The researchers of this survey can establish the point estimate which is the population proportion as 0.686 or 68.7%.

Biased and Unbiased Estimator Formula

Let \(θ\) be the parameter that we want to estimate and \(\hat{\theta}\) is our best estimator.

Bias = \(\mathbb{E}(\hat{θ})- θ\)

The best unbiased estimators means that

\(\mathbb{E}(\hat{θ}) = θ\)

Here the bias is equal to 0.

It is ok that the sample estimation is wrong but we want the average to hit the true value.

Difference between Biased and Unbiased Estimates in Statistics

All estimates are likely to be wrong. Biased estimates consistently overestimate or underestimate the population. The data may have high or low variability. The best biased estimators have low variability and have an average which hits the true value.

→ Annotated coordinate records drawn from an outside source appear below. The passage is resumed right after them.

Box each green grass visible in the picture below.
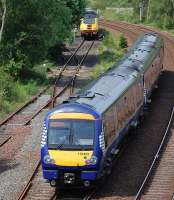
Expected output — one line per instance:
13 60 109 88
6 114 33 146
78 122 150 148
91 32 125 79
0 61 53 120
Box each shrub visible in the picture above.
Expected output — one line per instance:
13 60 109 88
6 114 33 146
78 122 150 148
119 34 128 49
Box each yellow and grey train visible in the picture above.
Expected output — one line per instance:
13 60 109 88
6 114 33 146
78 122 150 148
80 10 99 38
41 33 164 187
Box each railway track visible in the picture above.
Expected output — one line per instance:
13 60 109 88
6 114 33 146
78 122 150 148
134 107 174 200
0 40 94 149
13 41 94 200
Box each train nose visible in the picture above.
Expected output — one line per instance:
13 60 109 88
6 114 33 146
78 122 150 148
83 181 91 187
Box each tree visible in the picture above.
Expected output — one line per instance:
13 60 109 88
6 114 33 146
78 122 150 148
0 0 7 43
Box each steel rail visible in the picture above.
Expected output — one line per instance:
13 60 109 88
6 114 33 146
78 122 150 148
134 107 174 200
17 41 94 200
17 160 41 200
0 40 84 127
0 136 12 147
70 41 95 94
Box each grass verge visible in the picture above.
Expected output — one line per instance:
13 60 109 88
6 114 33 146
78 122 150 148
91 31 126 79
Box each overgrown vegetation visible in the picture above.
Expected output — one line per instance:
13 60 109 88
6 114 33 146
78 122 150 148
90 0 174 30
0 0 86 119
91 32 127 79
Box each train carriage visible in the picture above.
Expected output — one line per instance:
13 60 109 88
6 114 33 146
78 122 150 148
41 33 164 187
80 10 99 38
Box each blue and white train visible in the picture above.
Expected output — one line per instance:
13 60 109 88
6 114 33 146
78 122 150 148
41 33 164 187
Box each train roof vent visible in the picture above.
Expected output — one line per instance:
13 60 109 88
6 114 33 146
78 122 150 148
69 91 95 99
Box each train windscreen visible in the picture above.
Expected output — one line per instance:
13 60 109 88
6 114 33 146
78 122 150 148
48 120 95 150
83 18 95 24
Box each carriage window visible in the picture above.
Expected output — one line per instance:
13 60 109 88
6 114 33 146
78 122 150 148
48 119 95 149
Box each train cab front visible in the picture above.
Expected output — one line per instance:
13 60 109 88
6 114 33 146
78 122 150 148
41 105 102 187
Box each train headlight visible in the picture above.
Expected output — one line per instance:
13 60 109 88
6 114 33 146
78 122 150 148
44 155 55 164
85 156 98 165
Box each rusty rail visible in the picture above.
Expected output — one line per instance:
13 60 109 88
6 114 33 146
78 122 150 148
134 107 174 200
17 160 41 200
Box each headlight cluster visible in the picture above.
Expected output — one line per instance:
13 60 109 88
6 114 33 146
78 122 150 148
44 155 55 164
85 156 98 165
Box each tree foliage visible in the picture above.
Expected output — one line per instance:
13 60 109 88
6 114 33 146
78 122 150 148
132 0 174 29
0 0 85 76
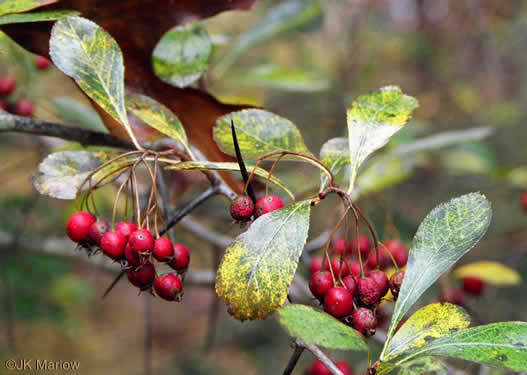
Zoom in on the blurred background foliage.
[0,0,527,375]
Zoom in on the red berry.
[309,271,333,300]
[0,76,16,96]
[88,220,110,246]
[324,287,353,318]
[66,211,95,243]
[366,270,390,297]
[351,307,377,337]
[128,229,154,254]
[390,271,404,299]
[15,99,34,117]
[169,243,190,273]
[101,232,126,260]
[342,275,357,295]
[332,237,351,255]
[463,276,485,296]
[439,288,465,306]
[126,261,156,290]
[351,236,371,259]
[35,56,51,70]
[256,195,284,216]
[309,255,324,274]
[152,237,174,262]
[115,221,137,240]
[357,277,381,305]
[154,273,183,302]
[231,195,254,221]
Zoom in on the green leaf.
[0,0,59,16]
[214,109,310,159]
[381,193,492,360]
[31,151,131,199]
[0,10,80,25]
[238,64,329,92]
[383,303,470,361]
[347,86,418,192]
[278,305,368,351]
[51,97,108,133]
[167,161,295,200]
[400,322,527,371]
[152,22,212,87]
[218,0,323,75]
[126,95,194,157]
[454,261,521,286]
[216,201,311,320]
[399,357,448,375]
[49,17,137,148]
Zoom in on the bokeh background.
[0,0,527,375]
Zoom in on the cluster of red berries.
[309,236,408,337]
[305,360,353,375]
[66,212,190,302]
[0,56,51,117]
[231,194,284,221]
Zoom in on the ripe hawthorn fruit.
[463,276,485,296]
[256,195,284,216]
[152,237,174,262]
[169,243,190,273]
[351,307,377,337]
[154,273,183,302]
[101,232,126,260]
[309,271,334,301]
[324,287,353,318]
[231,195,254,221]
[66,211,95,243]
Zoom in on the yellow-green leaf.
[216,201,311,320]
[454,261,521,286]
[167,161,295,200]
[383,303,470,361]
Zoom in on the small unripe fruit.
[115,221,137,240]
[309,271,334,301]
[128,229,154,254]
[357,277,381,305]
[152,237,174,262]
[390,271,404,300]
[342,275,357,296]
[101,232,126,260]
[35,56,51,70]
[231,195,254,221]
[256,195,284,216]
[154,273,183,302]
[15,99,34,117]
[351,307,377,337]
[324,287,353,318]
[463,276,485,296]
[367,270,390,297]
[88,220,110,246]
[0,76,16,96]
[126,261,156,290]
[169,243,190,273]
[439,288,465,306]
[309,255,324,274]
[66,211,95,243]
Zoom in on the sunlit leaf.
[216,201,311,320]
[381,193,492,360]
[454,261,521,286]
[152,22,212,87]
[278,305,368,351]
[383,303,470,361]
[347,86,418,191]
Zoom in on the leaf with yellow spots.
[384,303,470,361]
[216,200,311,320]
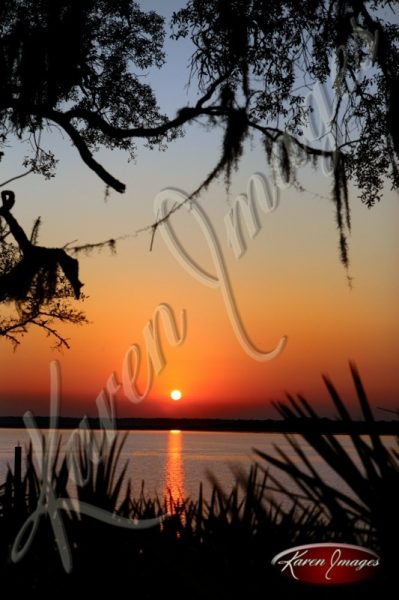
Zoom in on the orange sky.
[0,3,399,418]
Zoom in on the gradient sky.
[0,2,399,418]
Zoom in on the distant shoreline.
[0,416,399,436]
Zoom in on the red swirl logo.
[272,543,381,585]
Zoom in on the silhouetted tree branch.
[0,190,87,348]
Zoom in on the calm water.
[0,429,394,498]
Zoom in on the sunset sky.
[0,1,399,418]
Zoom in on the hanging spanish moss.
[0,191,83,304]
[333,151,351,268]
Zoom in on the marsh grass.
[0,365,399,600]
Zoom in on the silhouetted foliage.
[0,0,399,342]
[0,191,86,347]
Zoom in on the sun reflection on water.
[165,429,185,512]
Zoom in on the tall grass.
[0,365,399,600]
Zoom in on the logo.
[272,543,381,585]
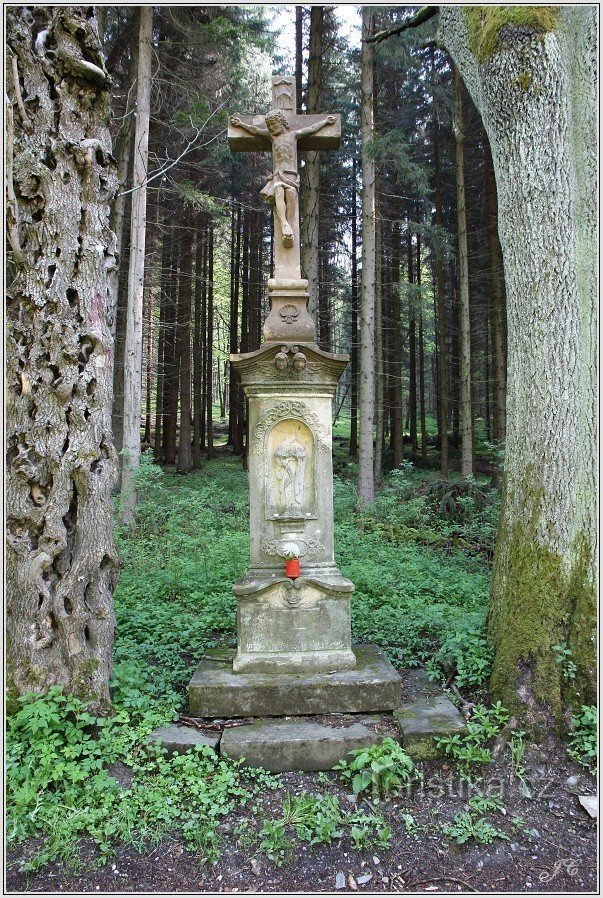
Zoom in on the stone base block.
[188,645,402,718]
[394,670,466,761]
[149,723,220,757]
[220,717,387,773]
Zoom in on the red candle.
[285,558,300,580]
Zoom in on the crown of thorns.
[264,109,291,131]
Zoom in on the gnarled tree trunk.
[6,6,117,710]
[440,6,597,729]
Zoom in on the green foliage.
[435,702,509,779]
[258,820,293,867]
[442,811,509,845]
[7,453,500,868]
[334,736,421,801]
[553,642,578,683]
[283,792,391,850]
[7,688,278,869]
[568,705,597,772]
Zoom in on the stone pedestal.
[231,340,356,673]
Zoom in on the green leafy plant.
[435,702,509,779]
[258,820,292,867]
[553,642,578,683]
[442,811,509,845]
[568,705,597,771]
[334,736,420,801]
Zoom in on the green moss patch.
[464,6,559,62]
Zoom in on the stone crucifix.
[228,76,341,341]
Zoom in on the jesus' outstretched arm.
[230,115,270,138]
[295,115,337,140]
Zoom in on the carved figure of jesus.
[274,438,308,517]
[230,109,337,249]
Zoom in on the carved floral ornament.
[260,538,325,558]
[253,399,331,452]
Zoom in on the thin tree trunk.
[155,217,170,462]
[176,214,194,474]
[143,286,153,446]
[120,6,153,526]
[108,31,140,340]
[374,186,385,489]
[358,6,375,508]
[432,53,448,478]
[205,221,215,458]
[350,153,358,458]
[454,66,473,478]
[295,6,304,115]
[392,218,404,468]
[300,6,324,317]
[406,216,419,456]
[484,139,507,443]
[162,239,178,465]
[417,234,428,464]
[193,216,204,470]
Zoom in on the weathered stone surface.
[188,645,402,717]
[220,717,384,773]
[394,670,466,761]
[149,723,220,757]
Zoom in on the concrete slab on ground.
[394,670,466,761]
[188,645,403,718]
[220,716,389,773]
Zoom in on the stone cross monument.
[189,77,402,736]
[228,77,356,671]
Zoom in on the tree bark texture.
[358,7,376,507]
[300,6,324,317]
[440,6,597,728]
[453,66,473,479]
[6,6,117,710]
[119,6,153,526]
[432,57,448,478]
[176,214,194,474]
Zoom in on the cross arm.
[228,115,272,153]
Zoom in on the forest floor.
[6,746,597,893]
[6,440,597,894]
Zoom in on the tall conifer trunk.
[440,6,598,731]
[358,6,375,507]
[119,6,153,526]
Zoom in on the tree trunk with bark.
[484,137,507,443]
[453,66,473,479]
[176,214,194,474]
[358,6,375,508]
[300,6,324,317]
[119,6,153,527]
[350,153,358,458]
[432,56,448,478]
[440,6,597,730]
[6,6,117,711]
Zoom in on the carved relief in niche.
[265,419,316,521]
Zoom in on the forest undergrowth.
[7,449,594,870]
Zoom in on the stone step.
[188,645,403,718]
[394,670,467,761]
[220,716,391,773]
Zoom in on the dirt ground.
[6,743,598,894]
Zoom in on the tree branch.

Biased and Unbiased Point Estimates - Key takeaways

Samples make incorrect estimates of the parameters.
Biased estimators created from the samples either consistently overestimate or underestimate the parameter.
Unbiased estimators misses the target but is evenly distributed around the true value of the population
The sample mean calculated using the formula \({Σ_{i} X_{i}\over n }\) is an unbiased estimator of the population mean
The sample mean calculated using the formula \({Σ_{i} X_{i}\over n }\) is an unbiased estimator of the population mean
In order to estimate the population variance with our sample we should use the formula \({Σ_{i} (X_{i}-X̄)^2\over n-1 }\)
\({Σ_{i} (X_{i}-X̄)^2\over n}\) would be a biased estimator of the population variance
\(\hat{p}\) which is calculated by x number of successes divided by the total number is an unbiased estimation of the proportion p.